Here's Vincent talking about game design:

"When you design a game, you're taking three different positions, expressing three different insights, putting forth three different opinions. Saying three different things. First, you're saying something about the subject matter or genre of your game: something you think about adventure fiction, or swords & sorcery, or transhumanist sf, or whatever. Second, you're saying something about roleplaying as a practice, taking a position on how real people should collaborate under these circumstances. Third, you're saying something about real live human nature."

So what I see in both of these is that there's a moral dimension to RPG play, by definition.  Making a clear space for that moral dimension within your design, or within your play, isn't a question of agenda, it's a question of good play vs. bad play (in the sense of more or less fun).  I think that a lot of the thinking on Story Now has monopolized discussion of the moral dimension of play, such that the thinking is that it's only relevant to Story Now games.  In other words, I think that a lot of the insights about how to make good Story Now games are actually insights about how to make good games in general.  I'm not sure if there are a lot of insights about how to make good Right to Dream games, but I think that probably many of those apply to all games too.  (David, I'm still getting to that thread you linked me, but thanks for doing so, I think it will be useful to me).

contracycle:
Wel, of course Narr etc can take advantage of tight causality and emulation.  That should, I would have thought, go without saying.  But it's not a priority, and so to a great or lesse degree it can also be downgraded in significance and importance by comparison with attention focussed on premise.  And similarly, Sim and Gam games can and do partake of moral concerns in some respects, but they too can afford to downgrade it by comparison to the real driver which is provoking interest and engagement.

Do all games say something about human nature?  Hmm, maybe, I'll even go so far as probably, while rejecting Luke Cran's formulation out of hand.  But I point to these caveats: we might well be saying about the world rather than human nature as such, and that it's only there in an implicit, mood music sort of way.

I agree with your point that "moral dimension" as you put is under investogated for sim games.  I totally agree that they can benefit from this, but primarily in the sense of filling out human in-game interactions and motivations.  They will be a thickener added to the existing material, and in some cases the actual conduct of play may become superficially similar.  But I don't think they will be engaged with the same way; they will be lumped in with other forms of cause-and-effect rather than explored in their own right.

David Berg:
Quote from: Simon C on March 20, 2010, 11:36:37 AM

people are saying "Of course Right to Dream is useful - with Right to Dream you can think about simulation and appropriate emulation" and I'm all "nuh-uh, that works for ANY game".
I agree (that it works for any game)!  It's not uniquely true for Sim, it's just especially true.

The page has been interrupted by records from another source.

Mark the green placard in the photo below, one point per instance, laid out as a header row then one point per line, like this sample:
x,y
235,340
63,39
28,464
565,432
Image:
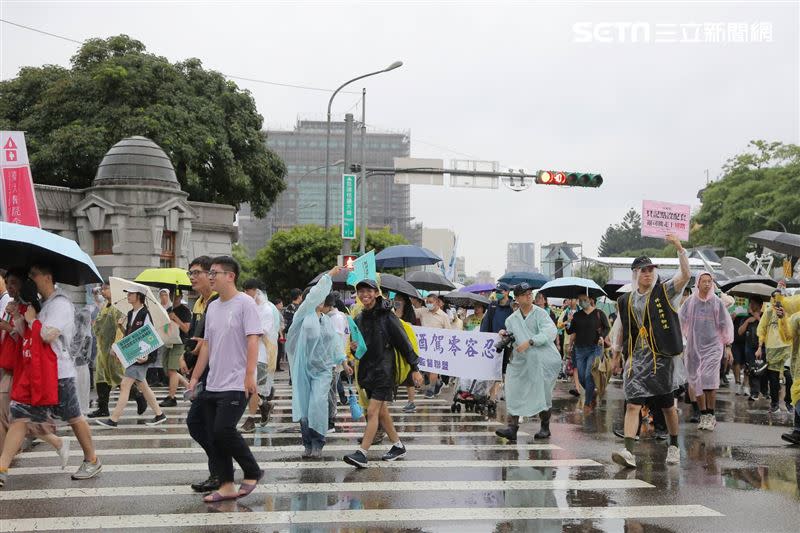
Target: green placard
x,y
348,206
139,343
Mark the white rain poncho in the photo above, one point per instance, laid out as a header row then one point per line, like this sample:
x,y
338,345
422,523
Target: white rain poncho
x,y
313,348
707,328
531,375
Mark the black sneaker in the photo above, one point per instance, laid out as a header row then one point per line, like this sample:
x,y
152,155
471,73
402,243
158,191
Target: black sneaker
x,y
208,485
169,401
357,459
395,453
156,420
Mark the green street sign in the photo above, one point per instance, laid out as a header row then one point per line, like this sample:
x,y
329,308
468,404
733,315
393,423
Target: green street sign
x,y
138,344
348,206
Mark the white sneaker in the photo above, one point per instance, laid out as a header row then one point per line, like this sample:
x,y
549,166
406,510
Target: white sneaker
x,y
673,455
624,458
63,452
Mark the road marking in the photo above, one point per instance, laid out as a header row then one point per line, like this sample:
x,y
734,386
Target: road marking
x,y
293,449
347,516
306,488
325,465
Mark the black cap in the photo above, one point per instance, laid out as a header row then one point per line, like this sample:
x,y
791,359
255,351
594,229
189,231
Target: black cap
x,y
641,262
522,288
371,283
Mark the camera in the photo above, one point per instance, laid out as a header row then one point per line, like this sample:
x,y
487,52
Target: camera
x,y
505,342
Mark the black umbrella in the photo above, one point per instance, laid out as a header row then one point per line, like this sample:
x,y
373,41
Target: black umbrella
x,y
394,283
784,243
466,300
339,281
430,281
749,278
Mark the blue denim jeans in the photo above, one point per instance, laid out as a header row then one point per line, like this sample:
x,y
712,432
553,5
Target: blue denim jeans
x,y
584,357
311,439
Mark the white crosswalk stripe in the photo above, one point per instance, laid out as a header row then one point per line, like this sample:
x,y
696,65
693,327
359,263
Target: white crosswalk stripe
x,y
458,452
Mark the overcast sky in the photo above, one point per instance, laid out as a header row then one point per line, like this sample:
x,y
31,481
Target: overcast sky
x,y
502,81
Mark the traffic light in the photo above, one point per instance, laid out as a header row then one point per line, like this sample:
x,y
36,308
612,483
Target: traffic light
x,y
570,179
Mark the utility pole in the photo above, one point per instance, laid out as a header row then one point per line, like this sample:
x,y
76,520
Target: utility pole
x,y
348,158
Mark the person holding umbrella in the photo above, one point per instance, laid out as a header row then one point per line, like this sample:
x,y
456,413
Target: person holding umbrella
x,y
136,373
533,369
651,342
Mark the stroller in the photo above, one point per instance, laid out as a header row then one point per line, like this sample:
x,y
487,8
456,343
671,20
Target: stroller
x,y
474,395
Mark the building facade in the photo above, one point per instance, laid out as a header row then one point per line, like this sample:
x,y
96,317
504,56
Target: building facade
x,y
303,202
521,257
135,215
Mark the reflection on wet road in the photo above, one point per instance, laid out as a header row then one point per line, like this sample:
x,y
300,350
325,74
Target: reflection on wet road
x,y
457,476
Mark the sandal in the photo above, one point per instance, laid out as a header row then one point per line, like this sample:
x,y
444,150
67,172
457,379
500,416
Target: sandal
x,y
215,497
246,488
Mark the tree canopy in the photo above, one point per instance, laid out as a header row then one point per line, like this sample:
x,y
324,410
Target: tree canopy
x,y
294,257
626,236
114,89
760,189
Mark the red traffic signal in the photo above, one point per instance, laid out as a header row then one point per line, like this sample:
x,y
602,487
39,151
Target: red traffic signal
x,y
572,179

If you get your challenges and premises rolling, you might be able to get by with less perfection on the simulation/emulation/etc. front (as Gareth just said).  If the simulation/emulation/etc. is the point, your standards might get more exacting.

It's also worth noting Constructive Denial (willfully experiencing the fiction as an active arbiter of what can/can't happen in play, rather than maintaining awareness that it's just people making shit up) as a limiting factor on the tools available in Right to Dream play.

So, all the stuff I mentioned in my prior post can help or hurt any roleplay, but it can absolutely make or break Sim play.

As for a moral dimension, isn't that endemic to sentients in conflicts?  The only way to lose it would be to play automatons or encounter zero resistance.  Otherwise, "What will you do to get what you want?" is out there.